[Gigachad]

The problem is not VS code itself. It's the fact extensions can access things outside of the editor. As far as I am aware, no editor sandboxes extensions.

[stephenr]

Part of the problem is that people are adding a metric fuck ton of extensions onto a text editor trying to make it into an IDE.

If you start with an IDE first you likely need far fewer extensions.

[aa-jv]

How about just don't become dependent on an IDE and don't use technologies which require that dependency...

[stephenr]

Good point. Any editor is a needless dependency.

True developers just scream at the universe and it responds with cosmic radiation that flips the correct bits to form the binary code they intended.

[tmtvl]

Ah, good old 'M-x scream-into-void'. My most-used Emacs feature after 'M-x butterfly'.

[aa-jv]

True developers don't leak the keys to their sources just because they need convenience-features from a "free IDE with tons of sexy bells and whistles" ..

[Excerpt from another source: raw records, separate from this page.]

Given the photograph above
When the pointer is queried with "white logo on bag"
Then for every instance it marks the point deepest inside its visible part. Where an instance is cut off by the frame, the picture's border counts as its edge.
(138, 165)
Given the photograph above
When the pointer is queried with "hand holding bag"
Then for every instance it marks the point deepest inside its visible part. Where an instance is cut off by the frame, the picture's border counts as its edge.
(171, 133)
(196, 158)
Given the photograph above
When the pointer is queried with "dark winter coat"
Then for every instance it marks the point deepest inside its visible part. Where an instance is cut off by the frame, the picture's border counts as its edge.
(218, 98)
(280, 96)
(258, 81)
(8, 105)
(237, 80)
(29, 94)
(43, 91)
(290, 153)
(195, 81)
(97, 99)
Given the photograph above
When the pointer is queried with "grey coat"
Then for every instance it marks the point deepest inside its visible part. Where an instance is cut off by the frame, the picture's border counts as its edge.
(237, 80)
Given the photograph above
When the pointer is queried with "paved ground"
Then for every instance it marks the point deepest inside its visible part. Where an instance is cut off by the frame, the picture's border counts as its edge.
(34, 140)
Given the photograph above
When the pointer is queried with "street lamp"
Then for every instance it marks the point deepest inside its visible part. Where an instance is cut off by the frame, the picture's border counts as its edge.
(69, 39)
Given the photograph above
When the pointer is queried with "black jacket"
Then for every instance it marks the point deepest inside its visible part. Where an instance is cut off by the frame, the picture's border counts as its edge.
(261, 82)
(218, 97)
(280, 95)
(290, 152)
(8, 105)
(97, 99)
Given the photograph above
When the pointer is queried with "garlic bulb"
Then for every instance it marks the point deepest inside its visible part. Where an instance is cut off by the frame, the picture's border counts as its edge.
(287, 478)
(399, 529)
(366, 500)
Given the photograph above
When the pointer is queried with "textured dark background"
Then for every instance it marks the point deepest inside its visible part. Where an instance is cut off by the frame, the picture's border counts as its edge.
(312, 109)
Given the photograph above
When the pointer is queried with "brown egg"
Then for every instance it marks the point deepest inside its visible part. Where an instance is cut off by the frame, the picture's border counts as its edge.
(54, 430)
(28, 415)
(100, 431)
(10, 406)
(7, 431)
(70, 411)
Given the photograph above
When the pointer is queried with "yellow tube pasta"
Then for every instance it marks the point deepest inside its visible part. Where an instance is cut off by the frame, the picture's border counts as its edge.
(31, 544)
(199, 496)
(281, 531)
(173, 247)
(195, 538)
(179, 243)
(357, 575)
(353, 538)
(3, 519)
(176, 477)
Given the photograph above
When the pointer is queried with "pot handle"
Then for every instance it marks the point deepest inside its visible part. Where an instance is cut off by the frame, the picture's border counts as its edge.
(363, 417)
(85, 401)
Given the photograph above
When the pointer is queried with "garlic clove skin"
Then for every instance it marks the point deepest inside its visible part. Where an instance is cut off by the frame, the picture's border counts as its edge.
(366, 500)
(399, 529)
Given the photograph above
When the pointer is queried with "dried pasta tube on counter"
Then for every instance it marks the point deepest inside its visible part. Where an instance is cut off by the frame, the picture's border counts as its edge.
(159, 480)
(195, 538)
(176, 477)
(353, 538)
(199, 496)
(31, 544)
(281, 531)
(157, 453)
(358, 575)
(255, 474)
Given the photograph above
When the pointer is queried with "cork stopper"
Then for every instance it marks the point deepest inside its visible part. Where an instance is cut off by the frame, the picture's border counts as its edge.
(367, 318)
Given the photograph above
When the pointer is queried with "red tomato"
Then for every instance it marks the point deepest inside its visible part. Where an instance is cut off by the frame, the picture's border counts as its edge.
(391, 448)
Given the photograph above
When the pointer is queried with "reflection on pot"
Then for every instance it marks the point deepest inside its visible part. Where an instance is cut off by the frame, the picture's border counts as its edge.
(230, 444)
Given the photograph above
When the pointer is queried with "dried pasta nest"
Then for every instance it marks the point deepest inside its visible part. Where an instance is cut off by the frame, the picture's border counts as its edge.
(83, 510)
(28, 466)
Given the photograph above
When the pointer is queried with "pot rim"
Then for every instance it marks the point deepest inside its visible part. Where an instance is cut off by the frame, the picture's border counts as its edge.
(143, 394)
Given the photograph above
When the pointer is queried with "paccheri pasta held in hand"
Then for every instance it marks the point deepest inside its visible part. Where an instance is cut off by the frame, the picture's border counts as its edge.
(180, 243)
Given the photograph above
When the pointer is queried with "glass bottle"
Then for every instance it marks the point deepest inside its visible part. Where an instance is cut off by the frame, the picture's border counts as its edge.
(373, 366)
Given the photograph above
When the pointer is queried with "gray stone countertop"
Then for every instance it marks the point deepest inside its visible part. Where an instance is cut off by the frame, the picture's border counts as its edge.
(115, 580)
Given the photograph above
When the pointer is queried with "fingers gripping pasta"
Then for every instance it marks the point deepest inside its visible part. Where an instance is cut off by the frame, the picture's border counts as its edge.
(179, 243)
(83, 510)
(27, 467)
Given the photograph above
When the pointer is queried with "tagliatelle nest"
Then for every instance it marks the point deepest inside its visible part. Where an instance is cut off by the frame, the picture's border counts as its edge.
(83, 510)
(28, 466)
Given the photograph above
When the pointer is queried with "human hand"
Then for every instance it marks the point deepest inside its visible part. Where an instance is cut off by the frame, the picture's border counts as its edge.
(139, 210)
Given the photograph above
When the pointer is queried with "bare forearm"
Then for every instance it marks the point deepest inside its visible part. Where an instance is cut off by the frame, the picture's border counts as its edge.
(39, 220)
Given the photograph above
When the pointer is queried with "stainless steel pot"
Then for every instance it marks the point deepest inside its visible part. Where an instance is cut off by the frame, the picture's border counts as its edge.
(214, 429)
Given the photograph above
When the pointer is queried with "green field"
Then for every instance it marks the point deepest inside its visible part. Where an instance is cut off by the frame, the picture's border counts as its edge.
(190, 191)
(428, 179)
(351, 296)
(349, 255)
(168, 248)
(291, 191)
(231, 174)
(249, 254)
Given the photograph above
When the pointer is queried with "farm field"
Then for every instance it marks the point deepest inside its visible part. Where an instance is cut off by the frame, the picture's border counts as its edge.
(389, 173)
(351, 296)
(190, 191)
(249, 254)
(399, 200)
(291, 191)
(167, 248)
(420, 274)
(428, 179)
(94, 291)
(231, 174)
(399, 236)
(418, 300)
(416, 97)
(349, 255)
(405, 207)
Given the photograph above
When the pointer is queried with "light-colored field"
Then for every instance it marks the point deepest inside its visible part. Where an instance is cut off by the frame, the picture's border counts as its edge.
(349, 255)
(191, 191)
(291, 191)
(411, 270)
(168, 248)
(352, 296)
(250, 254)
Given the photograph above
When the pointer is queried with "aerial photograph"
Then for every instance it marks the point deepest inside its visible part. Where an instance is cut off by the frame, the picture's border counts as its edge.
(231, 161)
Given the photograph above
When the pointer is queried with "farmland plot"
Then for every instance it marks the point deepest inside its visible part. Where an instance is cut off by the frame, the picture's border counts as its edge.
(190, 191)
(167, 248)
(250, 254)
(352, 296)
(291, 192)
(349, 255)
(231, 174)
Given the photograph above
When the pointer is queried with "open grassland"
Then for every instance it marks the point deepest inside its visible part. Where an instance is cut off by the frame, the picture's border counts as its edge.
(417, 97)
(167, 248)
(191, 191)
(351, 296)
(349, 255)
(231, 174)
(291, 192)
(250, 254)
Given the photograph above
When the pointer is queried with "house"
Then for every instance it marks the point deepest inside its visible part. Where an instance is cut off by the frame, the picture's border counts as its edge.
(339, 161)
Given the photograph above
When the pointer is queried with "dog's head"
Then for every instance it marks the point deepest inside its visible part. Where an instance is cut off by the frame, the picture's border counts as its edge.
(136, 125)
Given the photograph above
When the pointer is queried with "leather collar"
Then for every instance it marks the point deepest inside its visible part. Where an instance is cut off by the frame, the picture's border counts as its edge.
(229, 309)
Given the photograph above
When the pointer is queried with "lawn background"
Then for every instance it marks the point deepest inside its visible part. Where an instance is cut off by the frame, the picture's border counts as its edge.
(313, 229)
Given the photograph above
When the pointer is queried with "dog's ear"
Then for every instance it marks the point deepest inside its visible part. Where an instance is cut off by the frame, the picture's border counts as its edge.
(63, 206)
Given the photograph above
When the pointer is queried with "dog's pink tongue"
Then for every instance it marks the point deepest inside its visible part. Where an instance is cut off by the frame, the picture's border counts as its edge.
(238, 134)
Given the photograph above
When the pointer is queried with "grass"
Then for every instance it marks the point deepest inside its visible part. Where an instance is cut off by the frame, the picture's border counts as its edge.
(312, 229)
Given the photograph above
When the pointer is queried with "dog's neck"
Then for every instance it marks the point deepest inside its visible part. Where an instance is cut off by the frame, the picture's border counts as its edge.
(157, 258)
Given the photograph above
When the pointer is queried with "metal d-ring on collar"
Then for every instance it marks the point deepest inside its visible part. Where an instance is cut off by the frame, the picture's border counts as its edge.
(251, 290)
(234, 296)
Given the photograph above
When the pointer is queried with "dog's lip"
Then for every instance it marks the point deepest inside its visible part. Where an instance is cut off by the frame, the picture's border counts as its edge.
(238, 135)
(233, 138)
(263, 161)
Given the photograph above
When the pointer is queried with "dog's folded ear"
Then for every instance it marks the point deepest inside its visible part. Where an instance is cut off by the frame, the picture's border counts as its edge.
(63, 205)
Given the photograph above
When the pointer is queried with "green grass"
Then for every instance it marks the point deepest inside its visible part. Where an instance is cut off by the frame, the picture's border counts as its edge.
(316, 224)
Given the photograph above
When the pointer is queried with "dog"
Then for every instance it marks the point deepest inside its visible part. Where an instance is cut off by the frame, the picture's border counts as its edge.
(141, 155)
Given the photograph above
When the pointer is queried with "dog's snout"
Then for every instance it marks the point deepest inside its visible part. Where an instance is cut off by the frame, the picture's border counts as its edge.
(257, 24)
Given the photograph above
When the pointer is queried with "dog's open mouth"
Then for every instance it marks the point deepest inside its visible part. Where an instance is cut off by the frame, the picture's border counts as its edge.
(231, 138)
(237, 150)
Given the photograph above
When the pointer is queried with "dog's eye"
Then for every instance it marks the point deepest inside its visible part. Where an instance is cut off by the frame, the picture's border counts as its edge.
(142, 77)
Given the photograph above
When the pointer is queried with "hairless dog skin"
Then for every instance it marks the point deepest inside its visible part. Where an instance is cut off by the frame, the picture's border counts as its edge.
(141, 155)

Features that would, incidentally, be obviated by making just a bit of a better effort to be better managers of the filesystem and ones' source code - and thus: become more competent developers.

There is a limit to the positive impact of convenience features in any tools, not just IDE's. We are seeing that limit being broached with every exfiltration of repo keys attributed to VSCodes' crap anti-user architecture ...

You'll scream at the universe when it happens to you.

[stephenr]

Your comment implies that you've somehow misunderstood my comments and thus think that I am using Microsoft's hot garbage text editor with a million plugins.

I can assure you I am not.

[rigonkulous]

Your comment came across as sarcasm directed at aa-jv's position that folks are lured into the VSCode abyss and stay there because their comfort level won't let them leave, while VSCode - meanwhile - continues to be a huge security liability for any project where it is used.